On Fri, 4 Nov 2022 14:35:00 GMT, Thomas Stuefe <stu...@openjdk.org> wrote:

> This patch adds NMT tracking to the zlib.
> 
> *Please note: we currently discuss whether NMT can be expanded across the JDK 
> in this ML discussion [1]. This PR depends on the outcome of that discussion 
> and won't proceed unless greenlighted. But since [1] is stalled, I post the 
> PR for RFR to get some feedback on the code itself and for people to try it 
> out.*
> 
> NMT tracks hotspot native allocations but does not cover the JDK (apart from 
> small exceptions). But the native memory
> footprint of JDK libraries can be very significant. Recently we had a 
> customer whose zlib footprint went into the ~40GB range. We analyzed the 
> problem with an in-house memory tracker, but things would have been a lot 
> simpler using NMT.
> 
> This patch instruments the zlib via zalloc hooks, which is minimally 
> invasive. It does not touch zlib sources, so it works with both the bundled 
> zlib and system zlib. All the instrumentation happens in the JVM zlib wrapper.
> 
> 
> -         j.u.zip (deflate) (reserved=624, committed=624)

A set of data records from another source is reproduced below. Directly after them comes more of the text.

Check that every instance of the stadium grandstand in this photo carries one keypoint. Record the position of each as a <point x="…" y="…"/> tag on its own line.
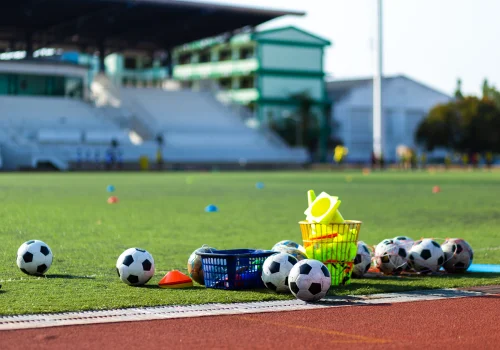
<point x="62" y="106"/>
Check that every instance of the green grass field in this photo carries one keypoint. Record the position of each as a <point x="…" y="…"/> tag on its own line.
<point x="164" y="213"/>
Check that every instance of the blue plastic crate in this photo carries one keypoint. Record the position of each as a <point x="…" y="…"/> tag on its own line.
<point x="234" y="269"/>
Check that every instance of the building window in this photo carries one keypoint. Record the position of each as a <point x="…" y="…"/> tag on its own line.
<point x="205" y="57"/>
<point x="225" y="83"/>
<point x="147" y="62"/>
<point x="246" y="53"/>
<point x="185" y="58"/>
<point x="130" y="63"/>
<point x="187" y="84"/>
<point x="225" y="55"/>
<point x="247" y="83"/>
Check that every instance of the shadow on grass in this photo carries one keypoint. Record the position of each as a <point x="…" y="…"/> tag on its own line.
<point x="395" y="284"/>
<point x="70" y="277"/>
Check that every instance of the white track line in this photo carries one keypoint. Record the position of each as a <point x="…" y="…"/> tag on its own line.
<point x="170" y="312"/>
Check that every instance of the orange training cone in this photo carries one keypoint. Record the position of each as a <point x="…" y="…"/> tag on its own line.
<point x="175" y="279"/>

>                             (malloc=624 #3) 
>  
> -         j.u.zip (inflate) (reserved=221377904, committed=221377904)
>                             (malloc=221377904 #60877) 
>  
> -               Zip (other) (reserved=8163446896, committed=8163446896)
>                             (malloc=8163446896 #182622) 
> 
> 
> [1] https://mail.openjdk.org/pipermail/core-libs-dev/2022-November/096197.html

Withdrawing for now; let's see how our discussion goes.